Dom Pedro Casaldáliga, bispo da Prelazia de São Félix do Araguaia, foi um dos homens fortes do governo Bezerra, que tinha discurso socialista, que apoiava movimento de trabalhadores rurais e invasões de propriedades rurais e urbanas em Cuiabá, mas que ao mesmo tempo prestigiava o empresariado que atua na construção de obras públicas.
Em maio de 1990 Bezerra deixou o governo para concorrer sem sucesso ao Senado. Edison o substituiu, mas um acidente aéreo em Chapada dos Guimarães o levou a renunciar.

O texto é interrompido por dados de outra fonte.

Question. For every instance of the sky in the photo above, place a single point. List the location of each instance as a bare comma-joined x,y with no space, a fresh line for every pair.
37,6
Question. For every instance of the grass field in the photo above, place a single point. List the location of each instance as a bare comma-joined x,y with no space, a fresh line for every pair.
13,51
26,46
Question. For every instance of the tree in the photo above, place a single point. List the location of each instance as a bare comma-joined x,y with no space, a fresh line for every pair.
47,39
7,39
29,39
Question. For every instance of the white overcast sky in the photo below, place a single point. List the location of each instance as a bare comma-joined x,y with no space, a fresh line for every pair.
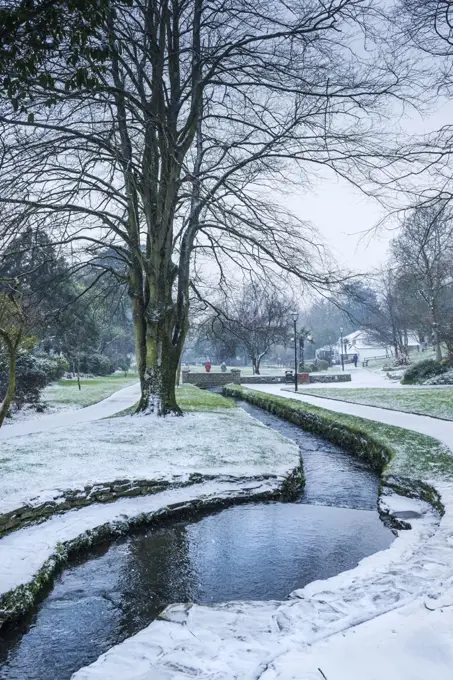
343,214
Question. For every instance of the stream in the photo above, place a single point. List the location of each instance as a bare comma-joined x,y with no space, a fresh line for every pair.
258,551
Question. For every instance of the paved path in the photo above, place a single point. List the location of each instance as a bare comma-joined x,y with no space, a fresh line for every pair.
433,427
118,401
367,378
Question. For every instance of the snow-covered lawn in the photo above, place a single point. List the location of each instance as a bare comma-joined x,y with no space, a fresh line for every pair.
39,467
66,392
430,402
390,618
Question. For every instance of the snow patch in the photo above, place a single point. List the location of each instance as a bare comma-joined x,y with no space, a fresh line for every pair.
35,468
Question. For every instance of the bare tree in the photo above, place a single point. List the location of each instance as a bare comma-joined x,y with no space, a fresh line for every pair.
171,146
257,318
423,252
12,325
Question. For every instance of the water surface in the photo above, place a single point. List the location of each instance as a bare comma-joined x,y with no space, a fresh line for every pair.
253,551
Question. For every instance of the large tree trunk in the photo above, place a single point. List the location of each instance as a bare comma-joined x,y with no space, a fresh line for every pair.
160,329
158,394
11,349
256,365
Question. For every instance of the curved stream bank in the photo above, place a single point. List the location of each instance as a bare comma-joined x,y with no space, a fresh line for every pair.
253,551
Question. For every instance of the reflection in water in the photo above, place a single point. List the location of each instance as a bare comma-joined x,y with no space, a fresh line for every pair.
333,477
254,551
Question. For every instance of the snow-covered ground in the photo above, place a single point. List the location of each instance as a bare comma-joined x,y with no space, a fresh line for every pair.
270,640
119,401
23,552
390,618
438,429
41,467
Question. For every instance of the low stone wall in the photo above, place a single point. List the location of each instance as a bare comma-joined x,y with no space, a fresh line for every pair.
353,439
18,602
261,379
211,379
333,377
78,498
234,376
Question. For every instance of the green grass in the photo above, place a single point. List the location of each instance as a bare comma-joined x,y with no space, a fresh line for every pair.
93,389
191,399
413,455
427,402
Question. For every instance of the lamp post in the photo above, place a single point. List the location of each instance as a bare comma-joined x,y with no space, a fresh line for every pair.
436,341
295,316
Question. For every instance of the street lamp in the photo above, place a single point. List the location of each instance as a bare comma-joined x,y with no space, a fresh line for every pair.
295,317
436,341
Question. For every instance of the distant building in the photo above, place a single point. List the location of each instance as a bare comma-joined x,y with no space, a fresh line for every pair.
360,343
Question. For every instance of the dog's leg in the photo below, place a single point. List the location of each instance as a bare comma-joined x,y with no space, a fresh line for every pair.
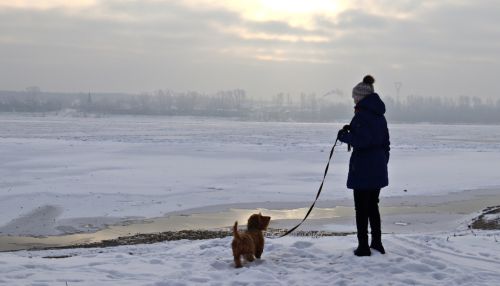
258,253
249,257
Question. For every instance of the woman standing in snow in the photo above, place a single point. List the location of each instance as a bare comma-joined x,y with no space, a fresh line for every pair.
369,136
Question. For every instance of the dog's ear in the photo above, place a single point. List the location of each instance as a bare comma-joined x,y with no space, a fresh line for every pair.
254,222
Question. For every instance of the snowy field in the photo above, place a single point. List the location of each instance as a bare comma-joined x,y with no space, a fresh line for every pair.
106,170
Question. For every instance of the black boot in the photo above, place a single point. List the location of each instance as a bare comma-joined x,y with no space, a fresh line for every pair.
377,244
363,249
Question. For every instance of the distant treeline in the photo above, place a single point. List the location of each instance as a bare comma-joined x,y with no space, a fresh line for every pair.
235,103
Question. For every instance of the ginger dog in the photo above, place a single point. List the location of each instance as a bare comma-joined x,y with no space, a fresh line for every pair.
250,243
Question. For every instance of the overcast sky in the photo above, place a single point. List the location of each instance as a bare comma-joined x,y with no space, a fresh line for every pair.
434,48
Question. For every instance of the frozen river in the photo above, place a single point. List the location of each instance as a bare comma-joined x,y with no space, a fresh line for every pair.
80,174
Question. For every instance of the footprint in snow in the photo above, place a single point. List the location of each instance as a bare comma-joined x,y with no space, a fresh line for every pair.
302,244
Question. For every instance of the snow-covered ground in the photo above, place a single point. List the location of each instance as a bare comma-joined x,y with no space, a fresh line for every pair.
67,173
130,167
423,259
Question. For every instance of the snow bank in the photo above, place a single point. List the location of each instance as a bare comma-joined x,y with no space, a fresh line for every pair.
410,260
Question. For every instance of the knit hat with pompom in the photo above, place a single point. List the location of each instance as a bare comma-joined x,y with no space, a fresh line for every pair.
364,88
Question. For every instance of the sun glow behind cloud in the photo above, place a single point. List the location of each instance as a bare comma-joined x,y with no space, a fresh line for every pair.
47,4
297,13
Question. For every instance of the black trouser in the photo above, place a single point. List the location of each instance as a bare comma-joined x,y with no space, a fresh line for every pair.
366,205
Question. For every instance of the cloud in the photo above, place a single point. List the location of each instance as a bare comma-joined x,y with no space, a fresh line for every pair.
262,46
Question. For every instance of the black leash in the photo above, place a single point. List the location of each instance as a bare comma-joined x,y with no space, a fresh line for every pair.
317,195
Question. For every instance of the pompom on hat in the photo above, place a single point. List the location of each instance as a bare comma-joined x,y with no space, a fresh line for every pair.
364,88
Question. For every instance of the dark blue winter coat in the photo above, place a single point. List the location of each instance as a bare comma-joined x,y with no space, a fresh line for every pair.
369,137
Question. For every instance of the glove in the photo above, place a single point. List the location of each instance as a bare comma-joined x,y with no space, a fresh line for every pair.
342,132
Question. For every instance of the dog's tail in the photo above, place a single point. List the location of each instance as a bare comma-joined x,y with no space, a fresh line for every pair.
235,231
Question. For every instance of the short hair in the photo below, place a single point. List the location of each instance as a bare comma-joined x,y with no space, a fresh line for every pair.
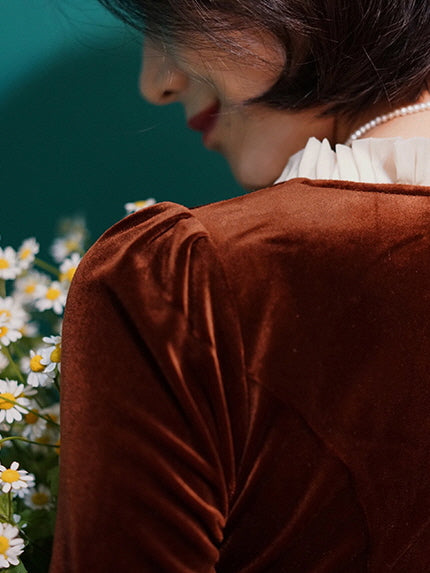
343,55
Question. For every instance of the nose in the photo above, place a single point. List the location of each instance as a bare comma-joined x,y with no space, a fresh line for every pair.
160,81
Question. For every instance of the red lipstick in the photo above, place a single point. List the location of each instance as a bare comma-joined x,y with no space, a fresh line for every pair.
205,120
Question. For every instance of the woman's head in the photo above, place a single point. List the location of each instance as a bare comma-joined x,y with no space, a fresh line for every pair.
280,70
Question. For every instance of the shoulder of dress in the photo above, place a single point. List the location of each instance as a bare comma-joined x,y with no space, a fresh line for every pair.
161,257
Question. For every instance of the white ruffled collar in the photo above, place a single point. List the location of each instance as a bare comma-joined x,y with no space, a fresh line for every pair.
369,160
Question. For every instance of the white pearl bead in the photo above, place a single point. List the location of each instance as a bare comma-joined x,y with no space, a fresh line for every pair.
406,110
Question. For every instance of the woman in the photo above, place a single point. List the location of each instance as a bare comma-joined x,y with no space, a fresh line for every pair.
246,384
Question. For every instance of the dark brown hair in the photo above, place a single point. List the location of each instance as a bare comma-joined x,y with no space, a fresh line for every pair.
345,55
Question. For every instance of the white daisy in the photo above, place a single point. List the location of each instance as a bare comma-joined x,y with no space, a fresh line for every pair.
27,253
28,287
38,497
8,264
10,545
13,479
30,330
11,401
52,297
41,374
134,206
4,362
68,268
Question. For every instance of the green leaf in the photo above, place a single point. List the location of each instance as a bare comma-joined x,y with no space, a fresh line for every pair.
53,479
4,506
20,568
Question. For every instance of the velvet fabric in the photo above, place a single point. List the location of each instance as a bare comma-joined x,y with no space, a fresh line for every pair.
246,387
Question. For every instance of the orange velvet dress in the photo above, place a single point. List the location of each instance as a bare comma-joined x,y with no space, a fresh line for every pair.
246,387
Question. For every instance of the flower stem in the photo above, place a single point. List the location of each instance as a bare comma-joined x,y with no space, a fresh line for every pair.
47,267
14,365
9,506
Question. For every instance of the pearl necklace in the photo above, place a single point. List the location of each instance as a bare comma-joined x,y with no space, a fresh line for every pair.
407,110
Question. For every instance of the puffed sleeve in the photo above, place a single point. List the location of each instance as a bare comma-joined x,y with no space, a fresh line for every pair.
152,374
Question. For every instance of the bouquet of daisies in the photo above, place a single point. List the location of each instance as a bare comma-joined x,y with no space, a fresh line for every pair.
32,298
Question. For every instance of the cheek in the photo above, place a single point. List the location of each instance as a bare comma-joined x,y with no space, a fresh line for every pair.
256,149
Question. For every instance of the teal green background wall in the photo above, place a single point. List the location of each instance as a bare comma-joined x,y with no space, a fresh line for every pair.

Com a saída de Edison, o presidente da Assembleia Legislativa, Moisés Feltrin, assumiu constitucionalmente o Palácio Paiaguás por 34 dias, até a posse do novo governante, Jayme Campos – agora senador pelo União Brasil.
Fracasso administrativo
O governo de Bezerra não agradou. Em 1990 o PFL elegeu Jayme governador, e seu irmão, Júlio Campos, senador. Os peemedebistas não conseguiram nem uma cadeira na Câmara dos Deputados. Na transmissão da faixa governamental de Moisés Feltrin para Jayme, o funcionalismo acumulava folhas salariais em aberto, fornecedores do governo estavam a ver navios.
Uma vez Mão de Pilão, sempre Mão de Pilão. Em 1992 Bezerra voltou a disputar a prefeitura de Rondonópolis. Venceu tendo em sua chapa o vice Rogério Salles. Mal assumiu o município, tratou de pegar a estrada para aplainar sua candidatura ao Senado em 1994, o que aconteceu. Sua eleição foi tranquila.
TROPEÇO – Em 1998, quando havia cumprido apenas quatro dos seus oito anos de mandato, Bezerra se lançou à reeleição, numa dobradinha com o democrata Júlio Campos, também senador, mas que concorria ao governo. Júlio e Bezerra morreram abraçados. Dante sorriu vitorioso à espera da chave do Palácio Paiaguás, onde permaneceria por mais quatro anos, já que fora eleito ao cargo pela primeira vez em 1994.
Em 2002, ainda jacarandá, aos 61 anos, Bezerra tentou a reeleição ao Senado, num pleito onde haviam duas vagas, mas perdeu para Jonas Pinheiro (PFL) e Serys Slhessarenko (PT). Foi para casa sem mandato.
Câmara, Câmara, Câmara…
Em 2006, 2010, 2014 e 2018 Bezerra acumulou vitórias à Câmara dos Deputados. A cada eleição, mais idade, mas a disposição continuava, só que menos intensa com o passar dos anos. No horário eleitoral, um jingle nordestino o enalteceu nas disputas:
O Bezerra é firme /
O Bezerra é forte…
Câmara é um lugar conhecido pelo casal Bezerra. Em 1994 Bezerra disputou o Senado e lançou sua mulher Teté deputada federal pelo PMDB e ela se elegeu. Quatro anos depois, Teté se reelegeu. Em 2002, Bezerra perdeu a eleição ao Senado e Teté foi derrotada para a Câmara, mas ficou com a primeira suplência – o deputado federal Rogério Silva foi cassado por compra de votos e Teté assumiu sua cadeira.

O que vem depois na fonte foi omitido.